S.L. : Au début, c’est difficile de ne pas pouvoir parler de ce qu’on vit mais cela s’estompe peu à peu. Moi, je ne suis pas non plus l’affaire dans les journaux (ce qui nous est recommandé au départ). C’est clair, je veux vraiment jouer le jeu à la lettre, donc avec les éléments donnés en audience et rien d’autre. Nous avons aussi accès à toutes les pièces du dossier, apportées par un greffier sur deux chariots remplis de dizaines de milliers de pages, les jurés doivent avoir accès à tous les documents. Il est impossible de prendre connaissance de l’ensemble, alors on cherche tel ou tel élément, par exemple un procès-verbal de l’audition d’un policier. On découvre des formulations, des manières de présenter les choses, différentes des témoignages directs. On se rend aussi compte de ce que doit couter un procès avec ces milliers de photocopies à réaliser, à transmettre…
QJ : Au fil des débats, se forge-t-on une idée ?
S.L. : C’est une question délicate, à la limite de ce qu’un juré peut divulguer. Il ne peut pas révéler son vote, ni préciser si la décision est prise à la majorité, à l’unanimité… « Vous emporterez votre vote dans la tombe », nous a dit le président.
QJ : Mais à un moment, il faut une décision !
S.L. : Oui, dans une affaire où il n’y a pas de preuve évidente, le doute est là, jusqu’à la fin, jusqu’au moment de voter. Tout le monde est « aux taquets », nous partageons un énorme sentiment de responsabilité. Nous sommes enfermés pour répondre, par oui ou par non, à différentes questions. Il faut aussi expliquer pourquoi oui ou pourquoi non. Heureusement, nous avons droit à l’assistance du président, qui nous aide à formuler cela d’une manière correcte par une juridiction parce que personne n’a de compétences juridiques pointues parmi les jurés. Il s’agit donc de formuler nos arguments pour que la Cour de cassation ne puisse pas, ensuite, casser l’arrêt. Là encore, le président a pris le temps d’expliquer…
Comme la préméditation a été reconnue, l’accusé a été condamné pour assassinat.

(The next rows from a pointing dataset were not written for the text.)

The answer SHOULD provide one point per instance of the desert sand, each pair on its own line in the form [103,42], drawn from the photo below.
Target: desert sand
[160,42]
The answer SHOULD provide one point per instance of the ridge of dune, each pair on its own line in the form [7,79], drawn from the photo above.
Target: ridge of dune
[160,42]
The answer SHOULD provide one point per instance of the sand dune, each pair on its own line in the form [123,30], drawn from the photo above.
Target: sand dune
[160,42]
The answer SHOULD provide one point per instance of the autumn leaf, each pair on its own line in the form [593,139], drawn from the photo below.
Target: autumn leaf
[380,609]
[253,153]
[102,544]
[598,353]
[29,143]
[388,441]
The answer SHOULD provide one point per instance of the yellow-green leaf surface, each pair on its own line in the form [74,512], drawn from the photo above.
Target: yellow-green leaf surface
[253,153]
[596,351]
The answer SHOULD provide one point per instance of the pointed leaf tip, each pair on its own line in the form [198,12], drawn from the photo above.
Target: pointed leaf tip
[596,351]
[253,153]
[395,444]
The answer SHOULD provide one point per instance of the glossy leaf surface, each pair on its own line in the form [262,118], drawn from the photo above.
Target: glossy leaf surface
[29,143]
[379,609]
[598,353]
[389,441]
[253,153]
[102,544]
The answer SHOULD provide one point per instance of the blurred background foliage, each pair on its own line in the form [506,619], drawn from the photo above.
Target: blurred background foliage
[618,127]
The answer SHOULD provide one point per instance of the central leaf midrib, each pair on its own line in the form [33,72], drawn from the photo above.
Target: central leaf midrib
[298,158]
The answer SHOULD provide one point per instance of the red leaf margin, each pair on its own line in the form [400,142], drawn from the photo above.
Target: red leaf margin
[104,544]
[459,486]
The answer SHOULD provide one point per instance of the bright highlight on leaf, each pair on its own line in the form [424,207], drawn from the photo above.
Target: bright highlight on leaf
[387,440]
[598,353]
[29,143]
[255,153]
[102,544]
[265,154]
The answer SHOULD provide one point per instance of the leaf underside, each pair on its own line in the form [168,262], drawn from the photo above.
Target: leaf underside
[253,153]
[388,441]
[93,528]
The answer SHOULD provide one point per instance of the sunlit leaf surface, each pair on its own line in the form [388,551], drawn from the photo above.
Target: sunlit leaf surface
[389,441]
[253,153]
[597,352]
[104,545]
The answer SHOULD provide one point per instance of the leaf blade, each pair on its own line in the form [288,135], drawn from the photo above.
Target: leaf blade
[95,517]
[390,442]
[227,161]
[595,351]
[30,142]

QJ : Puis il faut décider d’une peine…
S.L. : Oui et à ce moment-là, la question du délai raisonnable revient sur la table. Le Président de la Cour explique, autres affaires à l’appui, qu’une peine de trente ans pourrait, à cause de ce jugement tardif, être cassée par la Cour de cassation.
Je découvre qu’il n’y a pas d’appel possible après un procès d’assises, seulement peut-être une possibilité de s’adresser à la Cour de cassation et ensuite, peut-être encore, à la Cour européenne des droits de l’homme.
Les douze jurés et les trois suppléants sont restés en contact après le procès, ont eu des contacts avec le Président du procès, qui les a informés de ses suites.
QJ : Comment se sent-on au moment du verdict ?
S.L. : C’est fini, les choses sont dites. On ressent un certain soulagement, ce qui devait être fait l’a été, les arguments de la défense ont été entendus, pris en compte. Nous avons été à la fois propres et jusqu’aux-boutistes…
QJ : Et aujourd’hui ?
S.L. : Quand j’entends parler d’un procès d’assises, j’ai une pensée pour les jurés. Cette attention continue est éprouvante ! Même si aujourd’hui il y a peut-être plus d’éléments visuels, suivre des débats oraux, sans support d’aucune sorte, c’est vraiment éprouvant !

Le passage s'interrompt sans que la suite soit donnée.